Upadacitinib Receives Breakthrough Designation, Abatacept Use Expands in Australia & More

The U.S. Food and Drug Administration (FDA) has designated upadacitinib a breakthrough therapy to treat adults with moderate to severe atopic dermatitis. In Australia, abatacept was approved to treat adults with active psoriatic arthritis. And the FDA has requested more information about CAM2038, an investigational subcutaneous depot injection of buprenorphine designed to treat adults with opioid use disorder.

Upadacitinib Receives Breakthrough Designation
In early January, the FDA designated upadacitinib a breakthrough therapy.¹ The treatment is an oral, once daily JAK1-selective inhibitor being investigated for use in adults with moderate to severe atopic dermatitis who are candidates for systemic therapy. The FDA designation for upadacitinib was supported by positive Phase 2b clinical trial results.

The Phase 3 program for upadacitinib is planned for the first half of this year.

Abatacept Receives 3rd Australian Approval
The Australian Therapeutic Goods Administration (TGA) has approved abatacept (Orencia) to treat adults for active psoriatic arthritis (PsA) when their response to previous disease-modifying anti-rheumatic drug therapy has been inadequate. Abatacept inhibits T cell activation. This approval is the treatment’s third indication from TGA, which include rheumatoid arthritis and juvenile idiopathic arthritis.²

An Injectable Buprenorphine Depot
CAM2038 is an investigational subcutaneous depot injection of buprenorphine given weekly or monthly to treat adults with opioid use disorder. It is designed to be used as part of a comprehensive treatment plan for addiction, which includes counseling and psychosocial support.

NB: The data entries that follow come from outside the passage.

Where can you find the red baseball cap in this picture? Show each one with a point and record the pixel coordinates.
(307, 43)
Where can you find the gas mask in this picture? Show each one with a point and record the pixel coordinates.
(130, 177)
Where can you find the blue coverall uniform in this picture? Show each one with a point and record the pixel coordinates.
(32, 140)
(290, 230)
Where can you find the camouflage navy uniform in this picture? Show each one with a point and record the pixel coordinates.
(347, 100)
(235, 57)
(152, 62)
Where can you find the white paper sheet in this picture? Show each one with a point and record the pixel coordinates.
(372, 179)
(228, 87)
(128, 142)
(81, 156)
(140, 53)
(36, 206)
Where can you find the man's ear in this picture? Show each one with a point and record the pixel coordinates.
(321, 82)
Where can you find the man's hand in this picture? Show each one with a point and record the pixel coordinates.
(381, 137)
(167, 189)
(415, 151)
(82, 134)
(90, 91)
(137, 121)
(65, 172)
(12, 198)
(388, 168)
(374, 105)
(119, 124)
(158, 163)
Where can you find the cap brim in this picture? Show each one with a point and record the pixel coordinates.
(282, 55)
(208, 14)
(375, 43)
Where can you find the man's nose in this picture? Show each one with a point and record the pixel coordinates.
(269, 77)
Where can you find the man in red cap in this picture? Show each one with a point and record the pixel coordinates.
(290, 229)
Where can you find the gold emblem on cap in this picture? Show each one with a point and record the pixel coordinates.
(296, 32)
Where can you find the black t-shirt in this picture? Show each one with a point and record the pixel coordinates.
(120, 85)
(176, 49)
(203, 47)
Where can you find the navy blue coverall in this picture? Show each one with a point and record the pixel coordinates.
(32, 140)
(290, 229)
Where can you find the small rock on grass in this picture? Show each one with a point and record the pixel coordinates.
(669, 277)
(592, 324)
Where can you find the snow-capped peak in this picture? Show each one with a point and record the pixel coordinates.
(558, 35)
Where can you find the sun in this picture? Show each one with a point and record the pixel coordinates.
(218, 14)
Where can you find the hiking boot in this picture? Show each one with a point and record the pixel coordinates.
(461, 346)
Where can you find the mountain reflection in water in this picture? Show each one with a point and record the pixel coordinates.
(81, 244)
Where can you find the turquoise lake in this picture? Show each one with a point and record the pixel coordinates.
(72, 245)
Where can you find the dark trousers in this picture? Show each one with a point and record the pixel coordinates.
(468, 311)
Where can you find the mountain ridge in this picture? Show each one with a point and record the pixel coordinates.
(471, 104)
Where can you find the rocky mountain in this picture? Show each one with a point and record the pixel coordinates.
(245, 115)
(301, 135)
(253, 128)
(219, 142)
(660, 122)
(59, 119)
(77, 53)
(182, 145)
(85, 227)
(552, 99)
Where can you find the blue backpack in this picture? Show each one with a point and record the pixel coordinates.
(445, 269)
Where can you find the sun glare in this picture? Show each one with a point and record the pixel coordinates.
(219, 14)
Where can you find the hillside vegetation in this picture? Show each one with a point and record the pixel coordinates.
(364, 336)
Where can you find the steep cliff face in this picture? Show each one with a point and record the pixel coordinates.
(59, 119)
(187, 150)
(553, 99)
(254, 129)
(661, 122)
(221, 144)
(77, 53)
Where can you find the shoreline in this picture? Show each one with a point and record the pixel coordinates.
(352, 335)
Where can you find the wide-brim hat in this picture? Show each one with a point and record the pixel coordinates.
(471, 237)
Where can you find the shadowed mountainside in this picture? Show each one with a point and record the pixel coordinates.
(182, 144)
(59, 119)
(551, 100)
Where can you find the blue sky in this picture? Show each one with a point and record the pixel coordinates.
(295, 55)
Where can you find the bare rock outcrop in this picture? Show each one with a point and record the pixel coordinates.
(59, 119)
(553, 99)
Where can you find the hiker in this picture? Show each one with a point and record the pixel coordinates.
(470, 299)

The FDA has sent the manufacturers of CAM2038 a complete response letter regarding its new drug application. In the letter, the FDA requested additional information to move the application forward. No additional clinical studies are currently being requested. The manufacturer will continue to work toward the approval of CAM2038.³

In seven Phase 1–3 clinical trials, CAM2038 has been evaluated with successful outcomes, as well as during a Phase 3 long-term safety and efficacy study. Mild to moderate injection-site adverse events were the most common reaction, differing from the known safety profile of already available buprenorphine. The investigated dosage forms are in ready-to-use prefilled syringes as once weekly (8–32 mg) and once monthly (64–160 mg) subcutaneous injections.

CAM2038 is designed for flexible and individualized treatment, for initiation and stabilization to longer-term maintenance therapy, providing sustained buprenorphine release in once weekly and once monthly formulations. It is administered by a healthcare professional to ensure delivery and medication adherence, as well as minimize the potential diversion, risks of misuse and accidental pediatric exposure.